Lazimnya sebuah rintisan pendidikan di masa awal KH. Sanawi, tentu masih sangat sederhana. Apalagi kala itu masih dalam masa penjajahan. KH. A. Syathori sebagai generasi penerus sepeninggal ayahnya mengemban amanat hingga tahun 1969.
Di bawah komando KH. A. Syathori, pesantren berkembang cukup siginivikan. Baik menyangkut sistem pendidikan pesantren maupun pembangunan fasilitas pondok. Di bidang pendidikan, misalnya, beliau menggunakan metode yang sudah lumrah di kalangan pesantren, yakni bandongan dan sorogan.

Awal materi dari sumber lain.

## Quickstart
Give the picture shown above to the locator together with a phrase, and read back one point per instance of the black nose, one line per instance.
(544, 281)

Tidak cukup di situ, sistem madrasah (klasikal) mulai diperkenalkan. Proses pendidikan pesantren dengan sistem terakhir ini dilakukan secara berjenjang dengan menggunakan sebutan Sifir Awal (Nol Pertama), Sifir Tsani (Nol Kedua), Sifir Tsalits (Nol Ketiga). Setiap Sifir memiliki tiga jenjang A, B dan C sehingga semuanya berjumlah sembilan jenjang. Sebutan ini, pada perkembangan selanjutnya dikenal dengan istilah Ibtidaiyah (Enam tahun) dan Tsanawiyyah (tiga tahun).
Sepeninggal KH. A. Syathori, pondok pesantren dikelola secara kolektif oleh para menantunya, yaitu yaitu KH. A. Baidlowi, KH. Muhammad Asyrofuddin dan KH. Mahfudz Thoha, Lc. Karena saat itu putra KH. A. Syathori (KH. Abdurrahman Ibnu Ubaidillah) baru berusia 20 tahun dan masih menimba ilmu di berbagai tempat.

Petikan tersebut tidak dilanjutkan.